Katherine Campbell, MD, MPH, specializes in maternal-fetal medicine, managing health concerns of the mother and fetus before and during pregnancy. She is the medical director of Labor & Birth and the Maternal Special Care Unit at Yale New Haven Hospital, where she delivers babies.
Dr. Campbell says work she did for a non-governmental organization (NGO) in El Salvador years ago exposed her to obstetrics.
“I was working in a hospital there and I had to choose between the emergency department or labor and delivery. Labor and delivery won me over,” she says. “Even in the developing world, with limited resources, obstetrical problems are solved in a straightforward manner. What you really need for good care is the technical skills of an obstetrician or midwife, antibiotics, blood and sterile instruments.”
Today, Dr. Campbell has a special interest in patient safety and health care quality. “We want to ensure our patients are getting the best and safest care at all times when they are admitted for child birth,” she says.
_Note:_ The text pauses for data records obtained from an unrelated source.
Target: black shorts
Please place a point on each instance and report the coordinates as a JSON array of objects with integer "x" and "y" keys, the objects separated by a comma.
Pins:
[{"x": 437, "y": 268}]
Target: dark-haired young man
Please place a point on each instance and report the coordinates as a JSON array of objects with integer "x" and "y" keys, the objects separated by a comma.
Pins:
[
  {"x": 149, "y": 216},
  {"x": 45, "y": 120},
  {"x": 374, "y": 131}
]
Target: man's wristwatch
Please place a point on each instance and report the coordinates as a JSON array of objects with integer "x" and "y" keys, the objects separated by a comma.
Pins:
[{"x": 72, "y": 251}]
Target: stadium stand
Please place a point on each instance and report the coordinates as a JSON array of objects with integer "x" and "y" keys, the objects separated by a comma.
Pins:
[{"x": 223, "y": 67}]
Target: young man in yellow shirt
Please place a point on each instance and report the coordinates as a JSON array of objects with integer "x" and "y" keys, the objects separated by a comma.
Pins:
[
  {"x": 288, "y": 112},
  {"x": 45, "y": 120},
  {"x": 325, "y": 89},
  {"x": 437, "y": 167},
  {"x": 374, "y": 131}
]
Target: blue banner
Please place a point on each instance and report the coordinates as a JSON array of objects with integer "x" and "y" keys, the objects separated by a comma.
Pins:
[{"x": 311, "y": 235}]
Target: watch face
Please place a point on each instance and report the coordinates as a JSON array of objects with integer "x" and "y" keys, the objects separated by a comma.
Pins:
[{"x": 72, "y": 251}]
Dr. Campbell is also co-chair of the severe maternal morbidity review committee, which is a multidisciplinary group that meets on a regular basis to discuss information that can be applied directly to improving the quality of care delivered to patients.
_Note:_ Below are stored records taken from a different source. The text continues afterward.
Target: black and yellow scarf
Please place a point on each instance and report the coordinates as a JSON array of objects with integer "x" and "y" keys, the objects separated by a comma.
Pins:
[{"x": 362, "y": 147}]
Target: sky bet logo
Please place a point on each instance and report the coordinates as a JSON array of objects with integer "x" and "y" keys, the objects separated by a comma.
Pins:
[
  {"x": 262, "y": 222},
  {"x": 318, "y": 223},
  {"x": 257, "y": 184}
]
Dr. Campbell continues to hold an interest in global health care and has traveled to Rwanda several times to train obstetrical residents. While she is not currently traveling due to COVID-19, she has continued to work with various committees overseas to prepare labor and delivery units to take care of patients with COVID-19.
And while the rate of sickness and illness in pregnant women is on the rise in the United States (outside of COVID-19), Dr. Campbell is working to understand why. Here at Yale Medicine, she spends a lot of her time reassuring patients.
“If a baby needs surgery or is in the ICU and the mom is sick, it all becomes something the mother didn’t expect. But the good news is that we have all of this great technology and skills to help,” she says. “I let them know that we’ll take care of them and that there are things they can control things they cannot.”
At the end of the day, it’s the stack of letters and cards from grateful families on her office shelf that keeps her going, says Dr. Campbell, who is also an assistant professor of obstetrics, gynecology and reproductive sciences at Yale School of Medicine.